Global Economic Recovery or Chinese Stockpiling of Commodities?

To continue the blog thread here about the significance of the performance of the Baltic Dry Index, here are some excerpts from "Where's the Economy Headed? Insiders Watch This Key Index", Published: Wednesday, 26 Aug 2009, By: Jeff Cox, .

For some analysts, the shipping index's plunge is indicative that the slowdown in demand for shipping will mean more troubles for the US economy, despite its recent signs of growth that have led some to call the recession over. Thus, the increasing popularity of the BDI as a yardstick.   "The reason it's becoming more popular is it has been a very accurate indicator of recessions," says Tony Sagami, editor of Weiss Research's Asia Stock Alert newsletter.

Sagami sees the BDI drop as showing a fall in metals prices, which generally portends an economic slowdown; signal of a short-term correction in the Chinese markets; and a sign that the global economy remains in trouble.  "The US is headed for a Japanese-style recession," says Sagami, who recommends investors increase cash positions.
The rise in the U.S. stock market off it's scary March lows has been nothing short of phnenomenal.  Much of the increase that's been hailed as so promising is the bounce back of a lot of commodities, mostly not the agricultural kind, soybeans being an exception. Anyone could have thrown a dart at a group of steel stocks and had themselves a winner from April to August.  But is the rise in price of steel, copper, and other various hard commodities sustainable? 

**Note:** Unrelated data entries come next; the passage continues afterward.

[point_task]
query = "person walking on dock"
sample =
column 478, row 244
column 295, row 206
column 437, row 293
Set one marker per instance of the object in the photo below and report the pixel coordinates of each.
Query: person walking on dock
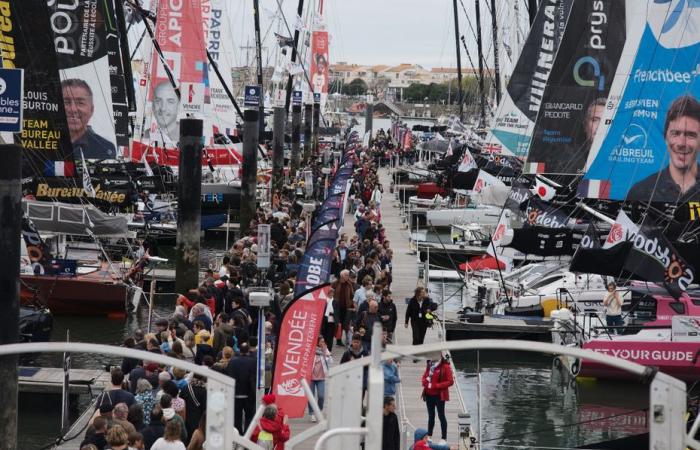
column 437, row 380
column 391, row 434
column 418, row 307
column 243, row 369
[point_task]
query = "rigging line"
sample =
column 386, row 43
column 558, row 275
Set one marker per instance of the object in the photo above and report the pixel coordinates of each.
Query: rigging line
column 138, row 44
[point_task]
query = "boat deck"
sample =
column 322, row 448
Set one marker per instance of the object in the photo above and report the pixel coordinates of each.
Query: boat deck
column 410, row 408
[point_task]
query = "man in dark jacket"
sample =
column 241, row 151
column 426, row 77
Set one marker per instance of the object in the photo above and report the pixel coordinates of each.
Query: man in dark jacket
column 391, row 436
column 388, row 313
column 243, row 370
column 222, row 332
column 155, row 429
column 418, row 307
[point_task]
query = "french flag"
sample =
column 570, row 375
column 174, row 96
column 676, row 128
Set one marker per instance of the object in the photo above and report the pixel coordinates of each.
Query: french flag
column 594, row 189
column 59, row 169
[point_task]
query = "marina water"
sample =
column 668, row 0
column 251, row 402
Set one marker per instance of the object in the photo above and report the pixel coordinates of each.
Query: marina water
column 523, row 401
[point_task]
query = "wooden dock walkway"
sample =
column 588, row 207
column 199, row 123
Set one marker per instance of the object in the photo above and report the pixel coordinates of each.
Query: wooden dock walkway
column 49, row 380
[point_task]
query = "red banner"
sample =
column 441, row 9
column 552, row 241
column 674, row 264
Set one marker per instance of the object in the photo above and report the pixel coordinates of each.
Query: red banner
column 180, row 33
column 319, row 62
column 296, row 348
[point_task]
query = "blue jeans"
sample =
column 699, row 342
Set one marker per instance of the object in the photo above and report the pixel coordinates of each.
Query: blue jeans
column 615, row 321
column 319, row 388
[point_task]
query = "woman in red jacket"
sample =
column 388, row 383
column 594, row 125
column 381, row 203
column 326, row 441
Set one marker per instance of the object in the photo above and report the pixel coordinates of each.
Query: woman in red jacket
column 437, row 380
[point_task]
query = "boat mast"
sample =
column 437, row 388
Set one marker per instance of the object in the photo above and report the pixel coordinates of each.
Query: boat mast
column 300, row 11
column 532, row 9
column 482, row 92
column 460, row 99
column 496, row 66
column 258, row 57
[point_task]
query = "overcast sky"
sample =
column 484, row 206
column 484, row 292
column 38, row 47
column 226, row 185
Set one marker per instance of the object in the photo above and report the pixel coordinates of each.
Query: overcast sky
column 385, row 31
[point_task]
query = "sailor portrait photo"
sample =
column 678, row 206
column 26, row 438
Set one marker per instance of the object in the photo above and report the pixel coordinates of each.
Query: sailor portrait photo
column 80, row 108
column 678, row 181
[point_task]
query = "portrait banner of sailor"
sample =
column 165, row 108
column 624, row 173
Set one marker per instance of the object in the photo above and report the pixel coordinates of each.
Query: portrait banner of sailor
column 647, row 147
column 80, row 41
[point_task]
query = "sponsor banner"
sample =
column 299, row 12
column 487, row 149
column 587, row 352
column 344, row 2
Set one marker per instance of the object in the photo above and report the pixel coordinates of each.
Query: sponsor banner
column 319, row 66
column 217, row 33
column 642, row 253
column 180, row 33
column 636, row 157
column 539, row 213
column 120, row 107
column 44, row 135
column 521, row 102
column 263, row 246
column 296, row 347
column 59, row 189
column 485, row 179
column 519, row 194
column 79, row 32
column 656, row 353
column 578, row 86
column 590, row 239
column 543, row 241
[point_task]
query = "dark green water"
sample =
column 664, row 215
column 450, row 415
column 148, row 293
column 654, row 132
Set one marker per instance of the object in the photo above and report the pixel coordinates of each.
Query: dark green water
column 523, row 404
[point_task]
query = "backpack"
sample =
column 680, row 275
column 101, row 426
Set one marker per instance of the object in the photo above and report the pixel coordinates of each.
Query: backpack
column 266, row 440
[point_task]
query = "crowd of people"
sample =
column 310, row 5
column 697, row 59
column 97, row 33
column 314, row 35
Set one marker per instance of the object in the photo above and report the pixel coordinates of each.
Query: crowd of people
column 155, row 407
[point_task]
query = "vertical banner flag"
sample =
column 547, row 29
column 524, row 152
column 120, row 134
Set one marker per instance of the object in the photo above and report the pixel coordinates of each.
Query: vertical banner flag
column 301, row 320
column 578, row 86
column 79, row 32
column 180, row 33
column 521, row 102
column 120, row 108
column 640, row 156
column 44, row 137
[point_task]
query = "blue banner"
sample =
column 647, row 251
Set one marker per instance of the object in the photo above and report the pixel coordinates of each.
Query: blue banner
column 651, row 148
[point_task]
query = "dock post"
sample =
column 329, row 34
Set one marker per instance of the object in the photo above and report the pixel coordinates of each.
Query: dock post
column 278, row 126
column 296, row 131
column 317, row 124
column 250, row 169
column 189, row 198
column 10, row 231
column 308, row 114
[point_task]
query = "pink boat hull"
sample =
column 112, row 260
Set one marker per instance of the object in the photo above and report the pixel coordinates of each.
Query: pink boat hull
column 678, row 359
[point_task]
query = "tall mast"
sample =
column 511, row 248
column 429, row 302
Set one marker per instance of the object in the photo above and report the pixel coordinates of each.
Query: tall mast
column 459, row 64
column 496, row 65
column 258, row 57
column 300, row 11
column 482, row 93
column 532, row 9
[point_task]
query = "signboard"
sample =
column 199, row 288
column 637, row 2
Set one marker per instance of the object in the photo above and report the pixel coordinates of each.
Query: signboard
column 11, row 94
column 309, row 183
column 263, row 246
column 252, row 96
column 296, row 98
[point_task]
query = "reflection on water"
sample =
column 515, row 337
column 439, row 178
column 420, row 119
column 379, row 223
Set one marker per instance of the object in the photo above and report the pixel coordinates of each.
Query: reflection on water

As far back as at least June it was noted that China was actually stockpiling commodities, rather than buying them up for use in the normal course of the business of their once bustling economy. 
"Commodities and shipping executives describe Chinese stockpiling in recent months of a range of other commodities as well, including aluminum, copper, nickel, tin, zinc, canola and soybeans. Starting in April, China began stockpiling significant quantities of crude oil."  (Kieth Bradsher, The New York Times, June 2009)
There is lots of speculation as to why China is stockpiling these basic essential commodities.  The scariest reason proposed is that this hoarding of economic essentials is in anticipation of a drastic collapse in the value of the Dollar.  In effect, it is China's way of hedging against a possible collapse of the dollar.  If China, the largest foreign holder of our national debt, deems it prudent to hedge against the collapse of the dollar, it would be wise for the individual investor to take note and take care to have themselves hedged against the very real possibility.

But back to the Baltic Dry Index.  If you look at the chart of the BDI you see a blip upwards beginning early April and beginning to falter by the end of June, marking the beginning of a downward trend that continues today.  Despite this, the  Dow continued it's phenomenal run upwards, with only one barely noticeable blip down in July.  The HangSeng index on the other hand began a downward move toward the end of July, the beginning of which correlates well with that tiny little July blip down of the DOW.  Which market is living in the real world?  Your guess is as good as mine.

China's commodity stockpiling materially contributed to that blip up in the BDI.  Essentially, that makes it an articifical blip upward -- not a rise in shipping traffic and freight rates due to 'normal' rising global demand indicative of a recovering world economy.